Considerations as well as tests that have already been carried out show that multiple stacked series connection of strip electrode pairs connected in series achieves operating voltages which would destroy the optoelectronic component itself. In order to avoid such high operating voltages, individual or certain groups of strip electrode pairs connected in series can be connected in parallel with one another, as is shown schematically in FIG 2 B evident. The parallel connection according to 2 B leads to an interdigital arrangement of the individual strip electrodes, to which the same electrical voltage is applied. Both types of interconnection shown acc. 2a and b can thus be combined with one another in a suitable manner with regard to individual circuit requirements, but in particular to avoid excessive voltages.

In the case of the mode of operation of the optoelectronic component designed according to the invention as a solar cell, it is important in detail that the light-induced electron-hole pairs within the organic, photoactive material layer 1 to separate and dissipate via the respective strip electrodes in order to be able to tap the solar voltage applied to the strip electrodes. In order to improve the process of charge carrier separation and derivation within the photoactive organic material to the respective strip electrodes, it is important to optimize the charge carrier mobility of the electrons and also holes within the organic material layer. In this context, the structure of the strip electrode arrangement according to the invention, but in particular the manufacturing method according to the invention, helps to influence the charge carrier transport described above in an advantageous manner. As already briefly explained at the beginning, the individual strip electrodes are completely produced in a first method step, so that the gaps between the strip electrodes of a pair of strip electrodes only have to be filled in a subsequent method step. A first process variant provides that flowable, organic material - as a rule the flowable material is present as a mixture in combination with a solvent which solidifies after the solvent has evaporated - is introduced into the spaces between the strip electrode pairs, while between the strip electrodes of a strip electrode Pairs an electrical voltage to generate an electrical field. Even while the organic material is in the flowable state, the polymer chains contained within the organic material align themselves along the electrical field and remain with this orientation within the solidifying polymer matrix. Such a spatial alignment of the polymer chains between the strip electrodes within the organic material along the electrical field lines ultimately leads to an optimization of the charge carrier mobility with regard to electron and hole mobility within the organic material.

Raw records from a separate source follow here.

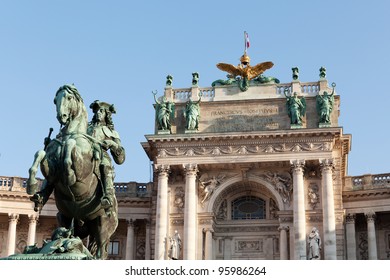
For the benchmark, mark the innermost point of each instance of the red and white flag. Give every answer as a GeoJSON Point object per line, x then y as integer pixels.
{"type": "Point", "coordinates": [247, 44]}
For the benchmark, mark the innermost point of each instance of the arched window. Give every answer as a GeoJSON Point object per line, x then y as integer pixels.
{"type": "Point", "coordinates": [248, 208]}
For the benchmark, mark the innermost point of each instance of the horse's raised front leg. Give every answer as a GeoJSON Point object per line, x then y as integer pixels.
{"type": "Point", "coordinates": [32, 182]}
{"type": "Point", "coordinates": [68, 162]}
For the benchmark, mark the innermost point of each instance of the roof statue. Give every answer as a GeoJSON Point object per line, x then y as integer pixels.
{"type": "Point", "coordinates": [244, 69]}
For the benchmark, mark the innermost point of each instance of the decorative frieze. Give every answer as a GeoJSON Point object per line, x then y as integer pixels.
{"type": "Point", "coordinates": [207, 185]}
{"type": "Point", "coordinates": [244, 149]}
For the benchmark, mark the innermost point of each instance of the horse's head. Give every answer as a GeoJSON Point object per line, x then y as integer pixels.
{"type": "Point", "coordinates": [69, 105]}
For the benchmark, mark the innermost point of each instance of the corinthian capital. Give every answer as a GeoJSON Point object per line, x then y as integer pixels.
{"type": "Point", "coordinates": [297, 165]}
{"type": "Point", "coordinates": [370, 216]}
{"type": "Point", "coordinates": [161, 168]}
{"type": "Point", "coordinates": [326, 164]}
{"type": "Point", "coordinates": [191, 168]}
{"type": "Point", "coordinates": [350, 218]}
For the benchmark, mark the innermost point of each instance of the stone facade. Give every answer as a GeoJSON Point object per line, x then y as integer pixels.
{"type": "Point", "coordinates": [245, 185]}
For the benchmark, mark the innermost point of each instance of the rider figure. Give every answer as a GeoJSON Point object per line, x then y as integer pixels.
{"type": "Point", "coordinates": [102, 129]}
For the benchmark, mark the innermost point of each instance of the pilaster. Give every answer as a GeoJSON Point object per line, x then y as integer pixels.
{"type": "Point", "coordinates": [189, 248]}
{"type": "Point", "coordinates": [329, 241]}
{"type": "Point", "coordinates": [297, 167]}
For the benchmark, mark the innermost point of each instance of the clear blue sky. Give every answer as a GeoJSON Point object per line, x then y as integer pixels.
{"type": "Point", "coordinates": [120, 51]}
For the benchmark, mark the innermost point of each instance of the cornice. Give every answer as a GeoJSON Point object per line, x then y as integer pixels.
{"type": "Point", "coordinates": [364, 194]}
{"type": "Point", "coordinates": [273, 135]}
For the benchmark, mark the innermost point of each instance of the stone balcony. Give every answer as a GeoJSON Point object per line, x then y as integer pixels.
{"type": "Point", "coordinates": [367, 182]}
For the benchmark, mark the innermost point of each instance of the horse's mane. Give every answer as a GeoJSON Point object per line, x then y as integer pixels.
{"type": "Point", "coordinates": [82, 114]}
{"type": "Point", "coordinates": [71, 89]}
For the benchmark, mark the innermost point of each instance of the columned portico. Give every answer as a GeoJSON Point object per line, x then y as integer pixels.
{"type": "Point", "coordinates": [283, 242]}
{"type": "Point", "coordinates": [329, 240]}
{"type": "Point", "coordinates": [12, 222]}
{"type": "Point", "coordinates": [351, 236]}
{"type": "Point", "coordinates": [208, 254]}
{"type": "Point", "coordinates": [147, 239]}
{"type": "Point", "coordinates": [189, 248]}
{"type": "Point", "coordinates": [371, 235]}
{"type": "Point", "coordinates": [32, 226]}
{"type": "Point", "coordinates": [299, 210]}
{"type": "Point", "coordinates": [130, 240]}
{"type": "Point", "coordinates": [161, 213]}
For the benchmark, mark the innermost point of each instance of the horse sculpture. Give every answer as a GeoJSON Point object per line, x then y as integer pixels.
{"type": "Point", "coordinates": [72, 172]}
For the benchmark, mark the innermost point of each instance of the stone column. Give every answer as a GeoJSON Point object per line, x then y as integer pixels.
{"type": "Point", "coordinates": [12, 222]}
{"type": "Point", "coordinates": [147, 239]}
{"type": "Point", "coordinates": [329, 220]}
{"type": "Point", "coordinates": [227, 248]}
{"type": "Point", "coordinates": [299, 210]}
{"type": "Point", "coordinates": [208, 245]}
{"type": "Point", "coordinates": [283, 242]}
{"type": "Point", "coordinates": [189, 248]}
{"type": "Point", "coordinates": [351, 236]}
{"type": "Point", "coordinates": [32, 228]}
{"type": "Point", "coordinates": [371, 236]}
{"type": "Point", "coordinates": [130, 240]}
{"type": "Point", "coordinates": [161, 213]}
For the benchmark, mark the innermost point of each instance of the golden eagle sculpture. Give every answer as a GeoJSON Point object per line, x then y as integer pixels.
{"type": "Point", "coordinates": [245, 70]}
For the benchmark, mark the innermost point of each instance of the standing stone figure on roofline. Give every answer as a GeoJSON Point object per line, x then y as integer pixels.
{"type": "Point", "coordinates": [325, 104]}
{"type": "Point", "coordinates": [314, 244]}
{"type": "Point", "coordinates": [296, 107]}
{"type": "Point", "coordinates": [174, 251]}
{"type": "Point", "coordinates": [192, 114]}
{"type": "Point", "coordinates": [102, 129]}
{"type": "Point", "coordinates": [164, 113]}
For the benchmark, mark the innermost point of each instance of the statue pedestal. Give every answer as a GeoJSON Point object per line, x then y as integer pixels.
{"type": "Point", "coordinates": [165, 131]}
{"type": "Point", "coordinates": [296, 126]}
{"type": "Point", "coordinates": [321, 125]}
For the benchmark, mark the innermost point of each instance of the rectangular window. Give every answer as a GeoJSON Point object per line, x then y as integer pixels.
{"type": "Point", "coordinates": [113, 248]}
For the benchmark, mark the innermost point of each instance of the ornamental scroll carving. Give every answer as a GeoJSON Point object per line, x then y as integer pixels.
{"type": "Point", "coordinates": [282, 184]}
{"type": "Point", "coordinates": [245, 149]}
{"type": "Point", "coordinates": [222, 211]}
{"type": "Point", "coordinates": [208, 184]}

An alternative variant for introducing the organic material into the intermediate space of a pair of strip electrodes provides for the alternating introduction of p- and n-conducting organic material layers by means of a targeted vapor deposition process. It is thus possible, by alternately evaporating p- and n-conducting organic materials, which come from the group of oligomers, to fill in the interstices between two pairs of strip electrodes alternately in layers. The individual p- and n-type organic material layers are deposited perpendicular to the two opposite strip electrodes of a pair of strip electrodes. Such a layered organic material layer structure is shown in 3 shown. Here, the strip electrode pairs P are filled flush with n- and p-type organic layers. Strikes light across the transition plane 7 into the organic layer structure of the respective strip electrode pairs, electron-hole pairs generated within the organic material layer are separated by the potential gradient existing due to the different electrical work functions of the respective strip electrode materials. The holes are dissipated along the p-layer, the electrons along the n-layer to the respective strip electrodes. What is essential here is the improved mobility of the charge carriers in the respective material layers for both charge carrier types compared to conventional organic materials.

To produce the individual n- and p-conducting organic material layers, two evaporator sources are used, which have the corresponding layer materials, both of which are opposite to the one to be steaming strip electrode arrangement are positioned and alternately covered by a corresponding shutter device for selective vapor deposition.

In the same way as the above, advantageous Effects for improved carrier mobility can be used to implement solar cells also for the production and operation of organic light emitting diodes in use to be brought.

In the production of organic light-emitting diodes, for example, the targeted alignment of suitable asymmetrical molecules or particles, which are contained in the flowable organic material and whose orientation and alignment, which are determined by a given E field, are retained even in the solidified state of the organic material, leading to completely new properties such LEDs. In 4 is a schematic cross section through an organic light emitting diode structure, which provides an organic polymer matrix in the space between the pairs of strip electrodes, within the photoactive molecules or parts 8th are provided which emit highly polarized light with appropriate electrical excitation. As in the exemplary embodiment given, are the light-emitting particles 8th Aligned at a macroscopic level, the surface emits polarized light. Compared to polarization by filtering unpolarized light, this is a very efficient way of generating polarized light. Prerequisite for the polarizability of the particles 8th is a strong dipole moment, which is fulfilled by certain nanocrystals. Such nanocrystals are preferably CdSe or CdS nanocrystals which are contained in the CdSe / P3HT or CsS / P3HAT mixtures. Such photoactive particles are described, for example, in the article by C. Chen "Photoluminescence from single CdSequantum rods", Journal of Luminescence 97 (2002), p. 205-211.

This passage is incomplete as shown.